Quais outros remédios poderiam ser substituídos?
O CBD tem vários componentes bons, reduz resistência periférica, aumenta colesterol bom, diminui aquele apetite ansioso, controla questões metabólicas de quem está próximo à diabete e ajuda a tratar doenças autoimunes, além de um efeito potente anti-inflamatório. Os efeitos globais dele na pessoa são bastante interessantes, pois tem efeitos protetores antioxidantes como vitamina C e E, mas sem aqueles efeitos colaterais. Outra coisa interessante é o combate à osteoporose, pois firma e consolida a estrutura óssea.

Qual seria o impacto dessa substituição na saúde pública?

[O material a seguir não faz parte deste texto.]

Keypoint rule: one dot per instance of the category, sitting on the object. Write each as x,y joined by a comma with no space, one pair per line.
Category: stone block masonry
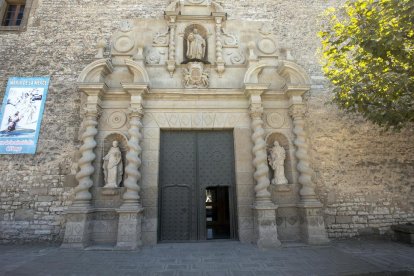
364,177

Rivotril é uma droga barata, mas no sentido qualitativo, (o CBD) trata-se de uma melhora interessante. Na saúde pública, quando pudermos produzir em larga escala no Brasil, reduzirá significativamente o custo da saúde, pois substitui anti-inflamatórios, remédios para dor, como morfina, tratamentos para osteoporose, artrites etc. Às vezes, a pessoa toma um remédio para cada problema desses, aí vem uma substância que equilibra o corpo e pode reduzir ou retirar diversos desses medicamentos. Pode ocasionar, também, uma redução de internações e do uso de outros medicamentos que têm diversos efeitos colaterais que seriam evitados. Seria um impacto significativo.

As pessoas podem fazer essa substituição por contra própria?
Depende da razão pela qual está usando o Rivotril, e a suspensão precisa ser gradual, ajustando uma série de questões. Pode trocar, aos poucos, por meditação ou ioga, para ajudar a equilibrar. Idealmente, ela deve ser assistida por alguém. Até porque se ela está tomando Rivotril, algum médico deve estar prescrevendo para ela. O profissional vai avaliar o que substituiria melhor a medicação para aquele paciente: medidas ambientais e fitoterápicos ou o próprio CBD.